In effetti, mi domando perché autonomia e buonsenso non si sviluppino parallelamente. Un altro piccolo baco del Sistema-Natura.

A.si rincuora ascoltandomi: “Mi sembra di passare il tempo solo a pulire e riordinare.”
“Certo, lo dico sempre: sai come hanno fatto a inventare Cenerentola? Hanno preso una mamma, diviso per cento, ed è uscita Cenerentola.”

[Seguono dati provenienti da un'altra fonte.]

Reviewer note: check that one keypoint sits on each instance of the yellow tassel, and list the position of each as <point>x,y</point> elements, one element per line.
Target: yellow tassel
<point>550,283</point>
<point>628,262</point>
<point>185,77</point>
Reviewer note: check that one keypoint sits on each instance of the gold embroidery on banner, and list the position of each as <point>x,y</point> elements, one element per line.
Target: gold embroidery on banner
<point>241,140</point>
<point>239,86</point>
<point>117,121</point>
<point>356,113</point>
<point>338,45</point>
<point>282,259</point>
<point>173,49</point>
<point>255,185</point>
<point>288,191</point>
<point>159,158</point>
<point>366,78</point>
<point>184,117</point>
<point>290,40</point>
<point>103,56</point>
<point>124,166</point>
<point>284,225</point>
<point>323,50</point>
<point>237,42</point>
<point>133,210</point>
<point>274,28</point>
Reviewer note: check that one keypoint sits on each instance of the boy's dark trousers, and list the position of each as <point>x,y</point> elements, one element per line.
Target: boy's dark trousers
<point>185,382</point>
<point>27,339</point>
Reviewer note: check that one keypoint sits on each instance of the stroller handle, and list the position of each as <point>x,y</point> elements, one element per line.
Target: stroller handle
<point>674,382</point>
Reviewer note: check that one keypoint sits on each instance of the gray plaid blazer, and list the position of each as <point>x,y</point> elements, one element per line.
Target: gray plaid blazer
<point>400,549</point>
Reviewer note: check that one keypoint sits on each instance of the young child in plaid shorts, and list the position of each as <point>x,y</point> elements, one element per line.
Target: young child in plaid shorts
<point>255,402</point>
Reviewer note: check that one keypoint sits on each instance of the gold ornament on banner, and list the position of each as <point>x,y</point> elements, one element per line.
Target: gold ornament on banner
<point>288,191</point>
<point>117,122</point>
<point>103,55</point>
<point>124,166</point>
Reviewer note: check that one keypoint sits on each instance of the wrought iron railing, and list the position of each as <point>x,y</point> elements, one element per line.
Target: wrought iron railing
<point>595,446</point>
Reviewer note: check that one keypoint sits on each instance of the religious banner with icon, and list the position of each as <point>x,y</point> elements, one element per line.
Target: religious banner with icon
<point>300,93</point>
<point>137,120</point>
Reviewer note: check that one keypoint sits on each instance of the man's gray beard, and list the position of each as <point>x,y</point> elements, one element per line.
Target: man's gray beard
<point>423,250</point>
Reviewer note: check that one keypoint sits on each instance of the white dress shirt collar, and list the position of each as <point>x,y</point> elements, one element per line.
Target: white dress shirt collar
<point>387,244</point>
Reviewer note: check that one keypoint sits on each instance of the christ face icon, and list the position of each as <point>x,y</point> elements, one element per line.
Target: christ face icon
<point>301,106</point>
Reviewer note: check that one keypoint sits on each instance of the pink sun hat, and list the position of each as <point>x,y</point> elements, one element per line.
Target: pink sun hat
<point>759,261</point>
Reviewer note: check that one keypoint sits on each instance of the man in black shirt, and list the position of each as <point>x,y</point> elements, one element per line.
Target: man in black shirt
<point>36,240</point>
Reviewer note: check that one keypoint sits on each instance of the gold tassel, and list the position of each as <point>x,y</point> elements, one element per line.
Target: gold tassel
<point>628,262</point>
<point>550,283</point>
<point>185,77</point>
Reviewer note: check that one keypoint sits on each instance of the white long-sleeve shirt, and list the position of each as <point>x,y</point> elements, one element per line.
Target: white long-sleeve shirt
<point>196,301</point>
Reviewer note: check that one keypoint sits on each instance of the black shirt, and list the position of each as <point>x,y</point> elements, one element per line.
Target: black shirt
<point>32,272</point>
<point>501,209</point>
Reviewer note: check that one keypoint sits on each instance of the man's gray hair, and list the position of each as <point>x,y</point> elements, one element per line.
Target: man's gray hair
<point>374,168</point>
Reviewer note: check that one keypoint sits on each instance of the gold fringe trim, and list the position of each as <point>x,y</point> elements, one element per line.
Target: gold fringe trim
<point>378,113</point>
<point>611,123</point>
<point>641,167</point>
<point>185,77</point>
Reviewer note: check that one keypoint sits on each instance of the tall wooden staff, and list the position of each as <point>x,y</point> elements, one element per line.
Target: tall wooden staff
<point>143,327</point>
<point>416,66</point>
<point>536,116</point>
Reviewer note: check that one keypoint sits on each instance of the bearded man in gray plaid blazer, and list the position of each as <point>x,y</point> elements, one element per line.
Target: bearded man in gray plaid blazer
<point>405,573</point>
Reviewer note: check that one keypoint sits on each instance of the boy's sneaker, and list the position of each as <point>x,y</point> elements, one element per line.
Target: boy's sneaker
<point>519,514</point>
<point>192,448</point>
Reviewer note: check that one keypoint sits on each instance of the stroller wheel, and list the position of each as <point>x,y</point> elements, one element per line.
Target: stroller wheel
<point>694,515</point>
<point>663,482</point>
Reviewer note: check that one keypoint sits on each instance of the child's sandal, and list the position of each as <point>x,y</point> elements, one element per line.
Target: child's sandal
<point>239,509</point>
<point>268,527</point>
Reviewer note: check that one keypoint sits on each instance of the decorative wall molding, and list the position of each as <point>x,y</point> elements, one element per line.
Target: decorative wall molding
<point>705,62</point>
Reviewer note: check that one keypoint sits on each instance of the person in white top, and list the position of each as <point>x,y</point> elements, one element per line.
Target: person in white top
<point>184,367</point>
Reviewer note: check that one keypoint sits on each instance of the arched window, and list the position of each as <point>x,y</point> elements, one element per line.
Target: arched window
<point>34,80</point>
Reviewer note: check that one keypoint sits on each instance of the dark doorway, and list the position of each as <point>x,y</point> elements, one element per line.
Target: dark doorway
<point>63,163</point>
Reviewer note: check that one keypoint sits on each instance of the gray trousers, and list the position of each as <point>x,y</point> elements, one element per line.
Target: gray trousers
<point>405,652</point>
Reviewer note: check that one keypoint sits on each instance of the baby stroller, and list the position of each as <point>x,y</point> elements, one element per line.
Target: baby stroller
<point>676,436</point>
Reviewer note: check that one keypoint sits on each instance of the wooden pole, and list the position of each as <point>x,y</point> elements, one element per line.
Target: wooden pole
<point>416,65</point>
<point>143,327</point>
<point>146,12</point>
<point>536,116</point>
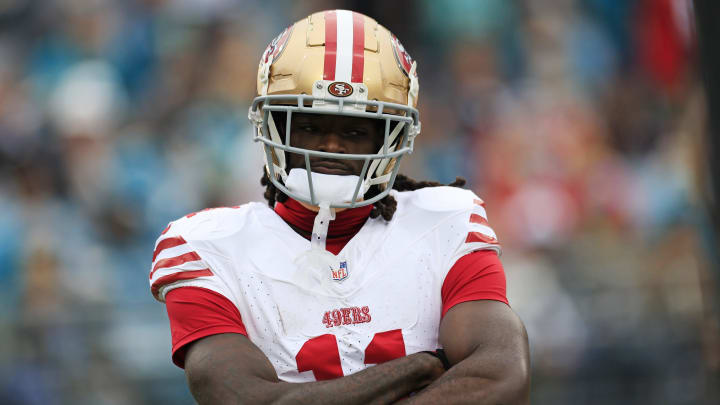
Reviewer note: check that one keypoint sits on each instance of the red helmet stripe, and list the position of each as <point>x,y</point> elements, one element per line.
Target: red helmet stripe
<point>330,45</point>
<point>358,48</point>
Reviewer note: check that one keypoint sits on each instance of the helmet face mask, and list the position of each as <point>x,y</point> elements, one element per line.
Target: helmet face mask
<point>285,96</point>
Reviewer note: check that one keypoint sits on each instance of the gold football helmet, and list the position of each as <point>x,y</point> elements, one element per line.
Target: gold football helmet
<point>344,63</point>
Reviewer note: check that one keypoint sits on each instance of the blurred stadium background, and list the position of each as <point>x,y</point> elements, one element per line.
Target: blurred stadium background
<point>580,122</point>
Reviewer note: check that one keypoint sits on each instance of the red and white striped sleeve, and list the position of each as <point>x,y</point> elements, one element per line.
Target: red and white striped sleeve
<point>479,235</point>
<point>177,262</point>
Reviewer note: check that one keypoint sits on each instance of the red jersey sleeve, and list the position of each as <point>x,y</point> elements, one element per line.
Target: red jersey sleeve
<point>476,276</point>
<point>195,313</point>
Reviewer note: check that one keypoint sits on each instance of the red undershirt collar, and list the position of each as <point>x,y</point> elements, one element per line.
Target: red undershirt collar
<point>347,223</point>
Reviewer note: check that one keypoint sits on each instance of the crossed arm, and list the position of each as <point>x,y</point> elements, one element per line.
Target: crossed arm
<point>484,340</point>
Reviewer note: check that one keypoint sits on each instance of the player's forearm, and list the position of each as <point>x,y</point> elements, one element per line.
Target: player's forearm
<point>469,382</point>
<point>381,384</point>
<point>226,383</point>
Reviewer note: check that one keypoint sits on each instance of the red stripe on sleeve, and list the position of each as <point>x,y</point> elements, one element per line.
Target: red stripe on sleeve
<point>168,243</point>
<point>196,313</point>
<point>479,237</point>
<point>476,276</point>
<point>358,48</point>
<point>478,219</point>
<point>330,45</point>
<point>171,278</point>
<point>175,261</point>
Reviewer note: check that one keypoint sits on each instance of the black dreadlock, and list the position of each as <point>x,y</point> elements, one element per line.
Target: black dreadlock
<point>384,207</point>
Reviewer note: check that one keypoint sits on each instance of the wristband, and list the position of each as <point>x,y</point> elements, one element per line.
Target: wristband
<point>440,354</point>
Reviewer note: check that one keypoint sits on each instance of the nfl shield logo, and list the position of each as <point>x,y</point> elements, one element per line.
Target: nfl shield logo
<point>341,273</point>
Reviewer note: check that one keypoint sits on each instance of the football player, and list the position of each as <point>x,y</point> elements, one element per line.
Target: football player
<point>353,284</point>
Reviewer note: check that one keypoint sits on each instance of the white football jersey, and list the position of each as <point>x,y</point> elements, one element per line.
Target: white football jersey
<point>380,300</point>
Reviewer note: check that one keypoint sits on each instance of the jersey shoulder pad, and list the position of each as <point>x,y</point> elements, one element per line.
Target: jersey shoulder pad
<point>443,199</point>
<point>210,223</point>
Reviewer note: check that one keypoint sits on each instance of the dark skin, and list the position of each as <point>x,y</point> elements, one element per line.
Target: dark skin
<point>484,340</point>
<point>335,134</point>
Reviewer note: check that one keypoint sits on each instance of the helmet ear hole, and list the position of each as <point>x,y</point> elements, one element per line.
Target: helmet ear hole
<point>280,119</point>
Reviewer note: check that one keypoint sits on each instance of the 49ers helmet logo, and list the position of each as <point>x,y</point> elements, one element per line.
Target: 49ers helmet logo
<point>340,89</point>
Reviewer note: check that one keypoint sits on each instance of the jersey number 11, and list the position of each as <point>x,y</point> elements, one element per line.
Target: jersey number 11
<point>321,356</point>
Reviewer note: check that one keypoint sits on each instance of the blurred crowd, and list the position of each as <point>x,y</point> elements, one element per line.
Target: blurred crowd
<point>579,122</point>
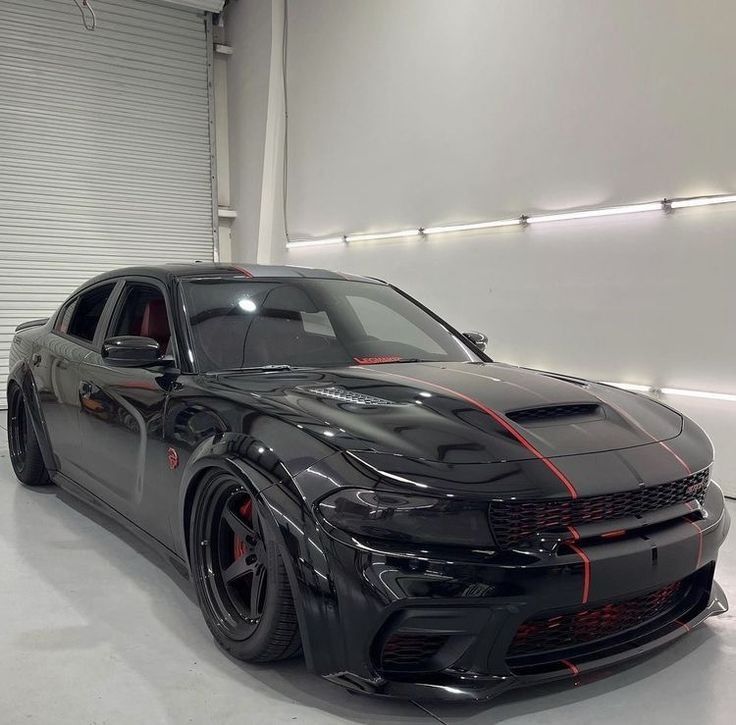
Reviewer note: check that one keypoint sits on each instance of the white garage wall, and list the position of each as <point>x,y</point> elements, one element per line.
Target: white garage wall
<point>421,112</point>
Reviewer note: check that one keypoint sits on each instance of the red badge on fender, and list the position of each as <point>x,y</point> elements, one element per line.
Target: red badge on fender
<point>173,458</point>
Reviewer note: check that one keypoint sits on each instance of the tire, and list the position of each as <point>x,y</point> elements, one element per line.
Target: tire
<point>25,452</point>
<point>241,582</point>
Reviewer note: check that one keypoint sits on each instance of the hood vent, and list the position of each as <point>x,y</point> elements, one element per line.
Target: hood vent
<point>343,395</point>
<point>550,414</point>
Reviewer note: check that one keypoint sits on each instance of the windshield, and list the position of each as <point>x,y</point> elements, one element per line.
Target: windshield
<point>245,323</point>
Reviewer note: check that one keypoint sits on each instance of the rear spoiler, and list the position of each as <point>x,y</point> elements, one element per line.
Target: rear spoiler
<point>31,323</point>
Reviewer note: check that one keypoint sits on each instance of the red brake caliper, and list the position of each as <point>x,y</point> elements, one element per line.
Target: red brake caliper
<point>240,548</point>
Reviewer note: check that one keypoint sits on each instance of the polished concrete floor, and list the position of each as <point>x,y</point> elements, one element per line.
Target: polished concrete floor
<point>94,630</point>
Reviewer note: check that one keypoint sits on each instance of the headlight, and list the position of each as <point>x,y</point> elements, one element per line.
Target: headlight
<point>407,517</point>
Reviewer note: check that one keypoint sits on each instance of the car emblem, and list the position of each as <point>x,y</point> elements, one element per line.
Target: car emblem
<point>173,458</point>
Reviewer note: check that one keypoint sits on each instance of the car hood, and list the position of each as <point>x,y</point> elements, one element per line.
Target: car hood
<point>457,412</point>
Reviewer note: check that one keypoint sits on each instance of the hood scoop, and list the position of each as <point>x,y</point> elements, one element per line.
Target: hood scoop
<point>552,414</point>
<point>343,395</point>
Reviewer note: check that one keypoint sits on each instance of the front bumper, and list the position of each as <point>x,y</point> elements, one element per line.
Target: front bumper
<point>355,598</point>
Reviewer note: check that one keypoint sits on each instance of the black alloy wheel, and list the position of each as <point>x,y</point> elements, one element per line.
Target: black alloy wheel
<point>240,578</point>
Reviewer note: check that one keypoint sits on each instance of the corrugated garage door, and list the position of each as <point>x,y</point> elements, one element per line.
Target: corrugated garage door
<point>104,147</point>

Che poi: bravi sono anche bravi (a volte). È che io, in queste giornate senza pausa, li ho sempre davanti. Davanti quando giochiamo (o giocano), davanti quando mangiamo (o mangiano), davanti quando parliamo, leggiamo. Quando, semplicemente, “esistiamo”. Davanti anche se sono di schiena. Arrivo a sera che c’ho la SEEF (Sindrome da Eccessiva Esposizione ai Figli). Ormai anziché l’ice cream gli do l’I scream. Rincasa Mathias e glieli consegno. Ho bisogno di non vederli. Per un po’.
“L’amore non c’entra – rassicuro A. – è che è proprio fisiologico.”
“Ah. Pensavo di essere l’unica…”

E allora lo ripeto: non sei l’unica, non sei la sola, non sei snaturata. Sei solo ubriaca. Ti serve un’aspirina, una nottata e un bicchier d’acqua.
Qualsiasi piacere è tale se ha dei limiti. Ti sfido a bere vodka per dodici ore di fila: poi dimmi come stai.

In fondo anche con l’uomo che ami: i primi tempi siete il dritto e il rovescio di un foglio. Ma dopo un po’ ti scolli anche, e allora cominci a scrivere una storia.

È tutto normale, ripeto: l’amore non c’entra.